Sport – Joggen 10 km
Das Thema Joggen an sich ist für mich nicht neu – in wärmeren Monaten jogge ich regelmäßig 2- manchmal 3 Mal die Woche. Allerdings ist die Strecke nicht besonders lang 5-7 km, was wiederum durch anschließende Turnübungen kompensiert wird.

In 2012 möchte ich gezielt 1 Mal die Woche 10 km laufen. Für bessere Motivation beabsichtige ich im optimalen Fall an zwei Wettbewerben teilzunehmen (Frühling und Herbst).
Für Frühling habe ich mich bereits angemeldet!
Obwohl wir noch Februar haben, wurde mit dem Training bereits angefangen (die klimatischen Vorteile vom Rhein-Gebiet kommen zur Geltung).

Human Kapital
Das Thema beschäftigt mich seit Jahren. Im aktuellen Job sehe ich keine Wachstumsmöglichkeiten. So erstreckt sich das Spektrum von Jobwechsel, wenn schon dann an entfernte Standorten, nicht ausgeschlossen ist der Auslandseinsatz, über Wechsel in andere Branchen, wo ich mehr Flow erlebe, bis in die Selbstständigkeit.
Unter Berücksichtigung von anderen Lebensbereichen bietet ein Jobwechsel außer ökonomischen Vorteilen leider zu viele Nachteile. Wurde also auf lange Bank geschoben.

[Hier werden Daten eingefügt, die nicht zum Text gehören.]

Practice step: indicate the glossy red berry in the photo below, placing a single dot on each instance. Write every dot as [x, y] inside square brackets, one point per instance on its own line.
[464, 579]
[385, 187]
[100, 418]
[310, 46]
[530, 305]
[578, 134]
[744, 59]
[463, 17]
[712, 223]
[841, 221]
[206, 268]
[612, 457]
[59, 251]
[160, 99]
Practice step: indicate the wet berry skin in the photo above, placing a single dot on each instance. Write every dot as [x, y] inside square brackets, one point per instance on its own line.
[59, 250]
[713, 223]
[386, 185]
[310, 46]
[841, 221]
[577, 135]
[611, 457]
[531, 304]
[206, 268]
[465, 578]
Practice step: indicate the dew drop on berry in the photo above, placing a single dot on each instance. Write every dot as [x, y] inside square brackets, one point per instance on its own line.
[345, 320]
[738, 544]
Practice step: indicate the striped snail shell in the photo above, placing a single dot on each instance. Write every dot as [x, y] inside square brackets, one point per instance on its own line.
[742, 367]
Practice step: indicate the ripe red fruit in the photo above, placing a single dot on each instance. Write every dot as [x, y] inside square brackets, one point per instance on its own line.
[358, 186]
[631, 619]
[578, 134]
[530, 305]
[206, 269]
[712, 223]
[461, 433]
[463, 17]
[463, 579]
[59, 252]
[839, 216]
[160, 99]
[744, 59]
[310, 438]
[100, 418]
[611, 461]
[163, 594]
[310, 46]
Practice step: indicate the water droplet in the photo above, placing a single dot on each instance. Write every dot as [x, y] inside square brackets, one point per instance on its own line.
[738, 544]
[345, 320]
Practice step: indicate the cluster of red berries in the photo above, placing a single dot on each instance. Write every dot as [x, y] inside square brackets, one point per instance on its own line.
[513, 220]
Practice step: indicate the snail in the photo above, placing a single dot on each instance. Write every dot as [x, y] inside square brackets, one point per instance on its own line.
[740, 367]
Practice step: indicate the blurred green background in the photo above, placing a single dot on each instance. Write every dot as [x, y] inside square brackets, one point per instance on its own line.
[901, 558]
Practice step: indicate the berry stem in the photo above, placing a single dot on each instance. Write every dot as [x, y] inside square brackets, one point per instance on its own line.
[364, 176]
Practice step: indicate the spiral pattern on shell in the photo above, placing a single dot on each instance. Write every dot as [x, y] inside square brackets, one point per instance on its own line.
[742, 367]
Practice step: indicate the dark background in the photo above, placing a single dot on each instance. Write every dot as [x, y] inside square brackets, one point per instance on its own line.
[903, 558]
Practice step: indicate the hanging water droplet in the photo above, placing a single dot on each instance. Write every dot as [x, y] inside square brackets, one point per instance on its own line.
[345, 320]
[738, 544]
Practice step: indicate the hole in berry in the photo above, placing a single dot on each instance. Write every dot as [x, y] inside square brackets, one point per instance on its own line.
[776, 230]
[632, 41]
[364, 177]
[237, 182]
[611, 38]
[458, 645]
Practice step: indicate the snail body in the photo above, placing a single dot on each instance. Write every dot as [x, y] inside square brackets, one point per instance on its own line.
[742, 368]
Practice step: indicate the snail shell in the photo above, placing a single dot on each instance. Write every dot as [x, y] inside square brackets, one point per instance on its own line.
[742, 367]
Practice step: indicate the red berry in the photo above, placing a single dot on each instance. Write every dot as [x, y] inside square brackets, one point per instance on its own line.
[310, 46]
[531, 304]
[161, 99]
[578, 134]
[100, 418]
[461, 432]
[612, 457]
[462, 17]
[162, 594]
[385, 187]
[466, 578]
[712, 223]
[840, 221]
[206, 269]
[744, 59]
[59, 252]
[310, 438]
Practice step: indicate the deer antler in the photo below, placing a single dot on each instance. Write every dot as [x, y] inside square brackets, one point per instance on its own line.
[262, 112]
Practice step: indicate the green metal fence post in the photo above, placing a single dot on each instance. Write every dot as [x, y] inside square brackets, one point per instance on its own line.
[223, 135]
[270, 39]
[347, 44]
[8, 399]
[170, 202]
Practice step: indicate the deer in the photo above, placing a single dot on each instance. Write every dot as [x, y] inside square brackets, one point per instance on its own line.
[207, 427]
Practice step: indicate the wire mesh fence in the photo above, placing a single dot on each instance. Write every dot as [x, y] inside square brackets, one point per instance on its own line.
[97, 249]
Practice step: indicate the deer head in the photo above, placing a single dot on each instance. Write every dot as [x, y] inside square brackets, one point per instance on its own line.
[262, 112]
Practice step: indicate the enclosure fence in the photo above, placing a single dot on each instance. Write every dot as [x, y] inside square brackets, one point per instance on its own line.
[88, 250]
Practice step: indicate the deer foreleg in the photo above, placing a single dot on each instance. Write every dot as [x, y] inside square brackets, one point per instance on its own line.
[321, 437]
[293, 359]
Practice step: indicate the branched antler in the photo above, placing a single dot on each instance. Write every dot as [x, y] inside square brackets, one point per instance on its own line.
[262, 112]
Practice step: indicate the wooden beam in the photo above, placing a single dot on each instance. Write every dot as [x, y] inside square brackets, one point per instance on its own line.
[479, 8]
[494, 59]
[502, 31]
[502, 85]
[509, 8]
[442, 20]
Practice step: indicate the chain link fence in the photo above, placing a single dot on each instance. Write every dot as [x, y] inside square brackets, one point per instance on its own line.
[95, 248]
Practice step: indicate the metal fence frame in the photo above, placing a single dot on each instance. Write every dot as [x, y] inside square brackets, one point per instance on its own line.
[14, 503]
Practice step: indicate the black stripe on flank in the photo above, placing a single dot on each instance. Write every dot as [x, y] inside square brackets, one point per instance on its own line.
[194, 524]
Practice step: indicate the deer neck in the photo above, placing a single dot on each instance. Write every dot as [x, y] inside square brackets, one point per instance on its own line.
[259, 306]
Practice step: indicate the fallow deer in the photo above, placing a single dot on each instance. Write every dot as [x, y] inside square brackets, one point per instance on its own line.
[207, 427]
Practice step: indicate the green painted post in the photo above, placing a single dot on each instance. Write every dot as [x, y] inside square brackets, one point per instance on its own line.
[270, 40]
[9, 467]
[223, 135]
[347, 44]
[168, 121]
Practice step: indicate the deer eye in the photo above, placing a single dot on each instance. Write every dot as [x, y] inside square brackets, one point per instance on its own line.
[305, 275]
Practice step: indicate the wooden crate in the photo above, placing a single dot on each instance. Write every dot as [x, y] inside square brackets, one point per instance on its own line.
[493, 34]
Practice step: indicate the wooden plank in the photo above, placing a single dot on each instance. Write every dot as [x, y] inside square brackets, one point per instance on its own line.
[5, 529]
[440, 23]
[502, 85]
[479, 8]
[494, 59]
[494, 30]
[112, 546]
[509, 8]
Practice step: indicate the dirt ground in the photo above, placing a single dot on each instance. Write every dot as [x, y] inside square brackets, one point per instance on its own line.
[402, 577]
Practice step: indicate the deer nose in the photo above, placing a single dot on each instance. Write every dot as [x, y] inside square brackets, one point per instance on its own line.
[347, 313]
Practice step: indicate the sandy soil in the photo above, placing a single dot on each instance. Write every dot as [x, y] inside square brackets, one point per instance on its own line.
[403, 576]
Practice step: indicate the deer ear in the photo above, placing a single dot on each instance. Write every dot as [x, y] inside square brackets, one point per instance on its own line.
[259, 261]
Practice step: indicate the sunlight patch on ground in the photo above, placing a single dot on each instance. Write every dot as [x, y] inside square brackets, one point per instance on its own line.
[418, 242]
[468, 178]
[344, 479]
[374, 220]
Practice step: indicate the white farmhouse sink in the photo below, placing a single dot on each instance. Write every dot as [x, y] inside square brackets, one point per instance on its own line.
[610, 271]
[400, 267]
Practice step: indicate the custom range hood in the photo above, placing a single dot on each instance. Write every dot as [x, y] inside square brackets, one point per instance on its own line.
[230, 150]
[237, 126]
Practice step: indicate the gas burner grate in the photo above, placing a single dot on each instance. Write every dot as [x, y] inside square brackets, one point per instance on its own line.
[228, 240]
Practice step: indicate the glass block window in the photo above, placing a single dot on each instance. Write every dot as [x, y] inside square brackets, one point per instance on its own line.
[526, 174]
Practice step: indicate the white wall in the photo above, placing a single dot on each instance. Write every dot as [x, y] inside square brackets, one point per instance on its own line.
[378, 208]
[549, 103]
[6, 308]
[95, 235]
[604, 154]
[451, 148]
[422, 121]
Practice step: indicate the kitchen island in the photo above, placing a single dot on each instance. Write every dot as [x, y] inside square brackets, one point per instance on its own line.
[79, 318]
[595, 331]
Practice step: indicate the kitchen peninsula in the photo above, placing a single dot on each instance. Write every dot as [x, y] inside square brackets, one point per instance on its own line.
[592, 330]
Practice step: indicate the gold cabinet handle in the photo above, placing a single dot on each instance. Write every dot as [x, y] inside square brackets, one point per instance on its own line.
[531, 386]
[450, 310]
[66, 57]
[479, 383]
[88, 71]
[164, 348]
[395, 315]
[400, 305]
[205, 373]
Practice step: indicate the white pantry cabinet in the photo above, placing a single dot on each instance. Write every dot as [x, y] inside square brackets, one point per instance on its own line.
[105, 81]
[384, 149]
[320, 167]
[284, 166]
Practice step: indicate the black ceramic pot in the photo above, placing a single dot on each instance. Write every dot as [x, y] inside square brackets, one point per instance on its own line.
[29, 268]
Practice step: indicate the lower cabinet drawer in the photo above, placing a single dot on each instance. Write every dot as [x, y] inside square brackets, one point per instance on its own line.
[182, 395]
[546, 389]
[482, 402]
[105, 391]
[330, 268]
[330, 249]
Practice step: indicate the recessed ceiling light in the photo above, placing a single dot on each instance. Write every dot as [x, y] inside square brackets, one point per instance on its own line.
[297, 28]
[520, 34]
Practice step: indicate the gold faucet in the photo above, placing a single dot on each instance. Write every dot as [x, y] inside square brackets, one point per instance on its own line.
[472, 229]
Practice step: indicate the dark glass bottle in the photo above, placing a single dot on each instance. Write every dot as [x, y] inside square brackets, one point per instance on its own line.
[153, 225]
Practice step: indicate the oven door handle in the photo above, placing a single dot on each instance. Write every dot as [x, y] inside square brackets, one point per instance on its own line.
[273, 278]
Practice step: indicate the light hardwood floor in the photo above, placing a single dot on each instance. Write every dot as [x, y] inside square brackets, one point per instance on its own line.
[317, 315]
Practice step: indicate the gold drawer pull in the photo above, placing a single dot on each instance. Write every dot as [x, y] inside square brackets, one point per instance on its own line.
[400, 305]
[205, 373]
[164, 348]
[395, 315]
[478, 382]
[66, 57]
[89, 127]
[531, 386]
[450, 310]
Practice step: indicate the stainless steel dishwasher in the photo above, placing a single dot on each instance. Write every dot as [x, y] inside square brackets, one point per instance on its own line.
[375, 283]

Das mindeste was ich bewegen könnte wäre eine Gehaltserhöhung im aktuellen Job.

Neue Ufer erforschen
Da in 2011 auch der Posten Wertpapiere aktiviert wurde, und das System quasi automatisch läuft, tritt langsam aber sicher Langeweile zum Vorschein.
Am aktuellen Vermögensaufbau nicht rütteln, wäre kein Ziel an sich, sondern heißt Kräfte sparen für etwas Größeres.
Bevor etwas Größeres angegangen wird, muss es gefunden, geprüft und geplant werden. Also ein weiteres Ziel in diesem Jahr wäre ein größeres Projekt zu evaluieren, das mich im nächsten Jahr beschäftigen kann.
Es sollte ein Gewerbe werden, könnte aber auch eine weitere Immobilie (aufgrund von Vermögensstruktur akzeptiere ich nur Schnäppchen) oder Jobwechsel sein. Ich bin zunächst für alles offen.

Ziele 2012

Endlich sind alle Zahlen nach dem Wohnungsverkauf bekannt.

Es wird weiterhin mit dem bisherigen durchschnittlichen monatlichen Überschuss aus Arbeitseinkommen von ca.1.000€ gerechnet.

Bei den Immobilien wurde Cashflow von 500 auf 410 angepasst.
Neuerlich wird auch die Tilgung von 580€ berücksichtigt. Der „Immobilienbeitrag“ kommt somit auf 990€ monatlich.
Der Gesamtzuwachs sollte demnach jährlich ca.24.000€ betragen.

Da in 2012 nur noch 11 Monate verbleiben, darf ich bis Jahresende nur mit 22.000€ rechnen.
So heißt mein Hauptziel „die Vermögenssteigerung auf 133.000€“.

Unterziele:
Wertpapiere 3.215+11*900+1.200=14.315€.
VWL 910+7%+40*11 =ca. 1.410€.
Immo 100.280+580*11=106.660€.
Immo-Guthaben 1.200 €.
Da eine Wohnung aus dem Spiel ist, kann der Puffer etwas reduziert werden.
Alles über 1.200€ fließt aufs Tagesgeldkonto.
Targo-Kredit zurückzahlen.
Bar,Giro,Tagesgeld verbleibt rechnerisch 6.365€

Prüfen, ob Gründung einer eigenen Hausverwaltung sich lohnt (Steueroptimierung und/oder Arbeitsverlagerung). Alternativ Angebote von mind.2 Hausverwaltungen holen und vergleichen (zumindest weiß ich dann was eingespart wurde).

Prüfen wie Hausmeisterservice optimal ausgelagert werden kann.